Custom API Selectors and Filters
The API Toolkit uses advanced CSS selector logic to override the output of default Diffbot fields (in an Automatic API) or to create entirely new fields. When editing your rules, you can use the following selectors and logic to populate your output.
Basic Selectors
Pattern | Matches | Example |
---|---|---|
* | any element | * |
tagname | elements with the given tag name | div , p |
namespace|type | elements of type 'type' in the namespace ns | fb|name finds <fb:name> elements |
#id | elements with attribute ID of "id" | div#container , #header |
.class | elements with a class name of "class" | div.left , .post-body |
element[attr] or [attr] | elements with an attribute named "attr" (with any value) | a[href] , [title] |
element[attr=val] or [attr=val] | elements with an attribute named "attr" and value equal to "val" | img[width=500] , a[rel=nofollow] |
[^attrPrefix] | elements with an attribute name starting with "attrPrefix". Use to find elements with HTML5 datasets | [^data-] , div[^data-] |
[attr^=valPrefix] | elements with an attribute named "attr", and value starting with "valPrefix" | a[href^=http:] |
[attr$=valSuffix] | elements with an attribute named "attr", and value ending with "valSuffix" | img[src$=.png] |
[attr*=valContaining] | elements with an attribute named "attr", and value containing "valContaining" | a[href*=/search/] |
[attr~=regex] | elements with an attribute named "attr", and value matching the regular expression | img[src~=(?i)\.(png|jpe?g)] |
The above may be combined in any order, such as div.header[title]
Combinators
The following can be used to specify certain elements based on their relation to other elements on the page (parents, children, siblings, etc.).
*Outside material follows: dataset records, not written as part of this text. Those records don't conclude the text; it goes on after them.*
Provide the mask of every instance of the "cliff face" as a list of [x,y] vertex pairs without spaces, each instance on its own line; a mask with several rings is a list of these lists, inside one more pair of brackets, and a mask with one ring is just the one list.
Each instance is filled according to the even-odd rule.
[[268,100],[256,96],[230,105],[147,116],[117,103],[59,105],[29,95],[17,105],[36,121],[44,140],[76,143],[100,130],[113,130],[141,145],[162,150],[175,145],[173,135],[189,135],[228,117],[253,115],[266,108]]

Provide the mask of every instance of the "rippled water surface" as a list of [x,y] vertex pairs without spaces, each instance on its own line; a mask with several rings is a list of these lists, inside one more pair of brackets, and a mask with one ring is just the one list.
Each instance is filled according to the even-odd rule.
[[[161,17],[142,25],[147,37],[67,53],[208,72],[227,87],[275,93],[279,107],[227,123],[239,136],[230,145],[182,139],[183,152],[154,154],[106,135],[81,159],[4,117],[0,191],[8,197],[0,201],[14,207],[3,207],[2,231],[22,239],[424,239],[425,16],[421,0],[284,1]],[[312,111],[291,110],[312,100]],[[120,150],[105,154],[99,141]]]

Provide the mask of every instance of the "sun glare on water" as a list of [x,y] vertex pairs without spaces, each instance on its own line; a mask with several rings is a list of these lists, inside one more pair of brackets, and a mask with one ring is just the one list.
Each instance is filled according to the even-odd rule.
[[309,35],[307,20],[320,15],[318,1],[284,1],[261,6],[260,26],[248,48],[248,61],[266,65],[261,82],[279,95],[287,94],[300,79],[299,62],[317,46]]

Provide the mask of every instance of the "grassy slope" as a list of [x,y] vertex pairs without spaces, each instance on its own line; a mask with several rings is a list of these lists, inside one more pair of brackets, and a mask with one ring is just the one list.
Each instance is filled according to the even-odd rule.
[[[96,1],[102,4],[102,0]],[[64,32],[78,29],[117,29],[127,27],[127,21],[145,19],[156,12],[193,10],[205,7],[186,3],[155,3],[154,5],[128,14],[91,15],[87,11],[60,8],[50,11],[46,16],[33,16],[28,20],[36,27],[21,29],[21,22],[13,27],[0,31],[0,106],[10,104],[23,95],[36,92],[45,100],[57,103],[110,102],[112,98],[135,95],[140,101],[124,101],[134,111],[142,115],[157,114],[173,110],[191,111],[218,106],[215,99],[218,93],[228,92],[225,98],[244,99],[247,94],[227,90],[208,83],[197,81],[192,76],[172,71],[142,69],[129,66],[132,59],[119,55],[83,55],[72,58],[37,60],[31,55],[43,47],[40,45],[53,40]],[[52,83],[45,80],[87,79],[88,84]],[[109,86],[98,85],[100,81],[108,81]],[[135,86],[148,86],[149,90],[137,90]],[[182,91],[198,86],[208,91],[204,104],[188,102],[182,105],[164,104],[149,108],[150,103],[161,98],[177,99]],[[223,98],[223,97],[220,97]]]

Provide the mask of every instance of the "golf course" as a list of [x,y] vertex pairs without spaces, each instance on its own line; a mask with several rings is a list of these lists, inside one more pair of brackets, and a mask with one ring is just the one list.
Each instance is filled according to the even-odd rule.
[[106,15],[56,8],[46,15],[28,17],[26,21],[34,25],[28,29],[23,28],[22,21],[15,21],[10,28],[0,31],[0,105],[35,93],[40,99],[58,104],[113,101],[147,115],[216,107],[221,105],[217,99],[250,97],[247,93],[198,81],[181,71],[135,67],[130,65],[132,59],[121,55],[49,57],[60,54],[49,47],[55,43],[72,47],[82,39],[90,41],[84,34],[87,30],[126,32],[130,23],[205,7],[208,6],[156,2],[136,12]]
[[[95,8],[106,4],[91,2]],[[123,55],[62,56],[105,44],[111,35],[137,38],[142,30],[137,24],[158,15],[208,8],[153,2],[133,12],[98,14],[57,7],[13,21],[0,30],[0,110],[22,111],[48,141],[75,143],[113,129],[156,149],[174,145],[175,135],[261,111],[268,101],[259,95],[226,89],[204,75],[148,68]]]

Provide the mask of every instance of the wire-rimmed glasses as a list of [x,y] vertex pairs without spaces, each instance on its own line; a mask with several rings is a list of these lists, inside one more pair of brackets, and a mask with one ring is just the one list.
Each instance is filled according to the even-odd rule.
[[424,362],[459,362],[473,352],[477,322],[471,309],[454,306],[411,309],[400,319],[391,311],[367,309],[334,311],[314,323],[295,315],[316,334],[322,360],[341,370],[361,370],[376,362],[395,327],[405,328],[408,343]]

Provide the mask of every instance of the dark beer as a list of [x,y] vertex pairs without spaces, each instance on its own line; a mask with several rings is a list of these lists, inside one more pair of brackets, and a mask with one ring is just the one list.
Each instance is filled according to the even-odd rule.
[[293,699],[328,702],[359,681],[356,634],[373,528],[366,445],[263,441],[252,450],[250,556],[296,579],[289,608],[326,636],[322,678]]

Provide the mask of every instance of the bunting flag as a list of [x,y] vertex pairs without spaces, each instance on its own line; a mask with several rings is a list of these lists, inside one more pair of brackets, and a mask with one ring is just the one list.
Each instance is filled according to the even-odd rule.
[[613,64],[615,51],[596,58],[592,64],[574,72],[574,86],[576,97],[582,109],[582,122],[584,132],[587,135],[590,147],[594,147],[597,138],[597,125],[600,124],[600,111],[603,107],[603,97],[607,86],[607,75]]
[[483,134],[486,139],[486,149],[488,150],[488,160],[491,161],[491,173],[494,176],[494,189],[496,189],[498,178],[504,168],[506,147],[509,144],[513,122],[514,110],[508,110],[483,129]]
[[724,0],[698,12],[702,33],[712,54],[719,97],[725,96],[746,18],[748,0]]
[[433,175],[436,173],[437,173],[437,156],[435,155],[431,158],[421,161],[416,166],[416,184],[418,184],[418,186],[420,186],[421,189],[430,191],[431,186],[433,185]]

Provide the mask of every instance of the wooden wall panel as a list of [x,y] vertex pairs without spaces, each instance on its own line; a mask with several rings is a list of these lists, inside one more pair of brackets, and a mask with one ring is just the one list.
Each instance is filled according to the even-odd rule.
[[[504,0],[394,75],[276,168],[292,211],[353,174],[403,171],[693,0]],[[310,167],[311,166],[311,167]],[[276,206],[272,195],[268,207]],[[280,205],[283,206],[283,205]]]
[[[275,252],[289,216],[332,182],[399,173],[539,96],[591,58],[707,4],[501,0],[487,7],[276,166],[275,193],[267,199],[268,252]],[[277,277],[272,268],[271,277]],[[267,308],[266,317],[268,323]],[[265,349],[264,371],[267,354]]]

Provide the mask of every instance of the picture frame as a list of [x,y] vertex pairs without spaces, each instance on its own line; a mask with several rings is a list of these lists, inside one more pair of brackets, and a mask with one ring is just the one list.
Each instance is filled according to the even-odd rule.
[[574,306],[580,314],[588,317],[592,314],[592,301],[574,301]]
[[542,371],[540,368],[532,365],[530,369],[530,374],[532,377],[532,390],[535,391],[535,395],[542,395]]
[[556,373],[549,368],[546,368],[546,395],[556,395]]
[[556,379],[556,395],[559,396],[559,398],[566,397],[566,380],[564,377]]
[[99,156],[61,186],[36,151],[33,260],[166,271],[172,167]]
Pattern | Matches | Example |
---|---|---|
E F | an F element descended from an E element | div a , .logo h1 |
E > F | an F direct child of E | ol > li |
E + F | an F element immediately preceded by sibling E | li + li , div.head + div |
E ~ F | an F element preceded by sibling E | h1 ~ p |
E, F, G | all matching elements E, F, or G | a[href], div, h3 |
Pseudo Selectors
The following advanced selectors are also available.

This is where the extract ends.